Research & Articles: Neck Range of Motion Increased with Chiropractic
The results of a recently published study in the November/December Cervical Spine 2001 issue of the Journal of Manipulative and Physiological Therapeutics showed that cervical range of motion was significantly improved with chiropractic adjustments. The study was a double-blind randomized controlled trial performed at the outpatient clinic at Phillip Chiropractic Research Centre, RMIT University, Melbourne, Australia.
The initial study involved 105 subjects who were randomly separated into two groups. One group received chiropractic adjustments while the other group received a “sham”, or fake adjustment. Range of motion testing was performed every few weeks over the course of the 12 week study. Active range of motion was measured with a strap-on head goniometer consisting of an inclinometer dial for measuring lateral flexion and a compass dial for measuring rotation. These motions were chosen because gravity would play less of a role and therefore the results were more accurate.
According to the researchers, in the group that got the real adjustments, “active range of motion in the cervical spine increased significantly.” Their conclusion was, “Spinal manipulation of the cervical spine increases active range of motion.”
As obvious as this may seem, the results are profound for a large portion of the population. Not only does restricted range of motion play a large part in many health problems, but one of the largest areas of concern for the aging population is mobility.
Research & Articles: Study Proves Chiropractic Helps Sudden and Painful Low Back Pain
A study published in the February 2007 issue of the scientific periodical, The Journal of Manipulative and Physiological Therapeutics, (JMPT) shows some amazing results for patients with sudden painful lower back pain with chiropractic care. The study was conducted at the Department of Orthopedics, Central Hospital of Sogn and Fjordane, Førde, Norway. The study was initiated by the hospital and with full support of the staff.
In this study 44 consecutive patients who experienced sudden and painful low back pain caused by lumbar flexion and rotation were studied. None of the patients had a history of violent trauma related to their problem. Examinations by orthopedic surgeons were performed on the patients and revealed no underlying pathologies in any of the patients in the study.
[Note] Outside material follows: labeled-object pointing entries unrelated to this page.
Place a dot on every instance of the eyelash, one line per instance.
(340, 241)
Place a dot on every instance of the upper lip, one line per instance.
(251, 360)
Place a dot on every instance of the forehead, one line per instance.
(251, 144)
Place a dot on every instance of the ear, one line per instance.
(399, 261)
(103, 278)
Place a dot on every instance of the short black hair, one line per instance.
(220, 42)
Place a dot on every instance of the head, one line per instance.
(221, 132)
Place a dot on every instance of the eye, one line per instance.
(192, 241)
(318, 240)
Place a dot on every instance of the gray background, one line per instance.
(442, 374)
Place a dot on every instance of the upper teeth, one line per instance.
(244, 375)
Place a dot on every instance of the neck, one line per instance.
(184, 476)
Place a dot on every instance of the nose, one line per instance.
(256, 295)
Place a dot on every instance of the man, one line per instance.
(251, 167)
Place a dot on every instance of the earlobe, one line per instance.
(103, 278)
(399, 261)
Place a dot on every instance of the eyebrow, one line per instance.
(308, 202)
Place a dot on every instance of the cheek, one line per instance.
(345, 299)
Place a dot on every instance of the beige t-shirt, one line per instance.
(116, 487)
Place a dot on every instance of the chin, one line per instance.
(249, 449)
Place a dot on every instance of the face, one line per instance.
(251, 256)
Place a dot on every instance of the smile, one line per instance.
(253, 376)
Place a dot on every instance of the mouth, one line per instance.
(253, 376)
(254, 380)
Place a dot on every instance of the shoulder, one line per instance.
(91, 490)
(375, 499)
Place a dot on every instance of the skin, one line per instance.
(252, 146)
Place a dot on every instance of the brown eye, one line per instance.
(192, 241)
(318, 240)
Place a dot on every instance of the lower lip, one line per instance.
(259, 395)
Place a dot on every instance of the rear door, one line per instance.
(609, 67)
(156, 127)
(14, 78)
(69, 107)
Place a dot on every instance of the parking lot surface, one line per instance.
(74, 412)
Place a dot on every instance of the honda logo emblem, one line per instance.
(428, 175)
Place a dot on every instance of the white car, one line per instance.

Additionally orthopedic x-rays, computerized tomography, and magnetic resonance imaging findings were all normal from a medical standpoint.
Then an examination was performed by a Doctor of Chiropractic which indicated that the patients had what the study termed “lumbopelvic fixation” (subluxation). Based upon the chiropractic examination 33 patients began chiropractic care in the chiropractor’s clinic, whereas 11 who could not be transported were initially cared for by the chiropractor in the hospital.
In this study mean follow-up for the patients was 2 years. The results showed that all but 2 of those in the study were able to return to work. Additionally, the period of sick leave among the patients was reduced by two thirds as compared with time lost with conventional medical treatment. According to the study, the normal loss of time from work for these types of patients under medical care only was 72 days. The patients in this study with the addition of chiropractic care were able to return to work in 21.1 days on average.
In their conclusion the authors noted the uniqueness of the study, and the benefits for healthcare systems in general. They stated, “To our knowledge, this is the first report on the work of a chiropractor participating within an orthopedic department of a Norwegian hospital as initiated by the hospital and with full support of the staff. The results support the initiative of the Norwegian government to increase reference to chiropractors in treating patients with neuromusculoskeletal dysfunctions. Based on our experience, we believe that the inclusion of chiropractors within hospital orthopedic departments is feasible and provides a patient care resource that may benefit not only the patients but also the department as a whole.”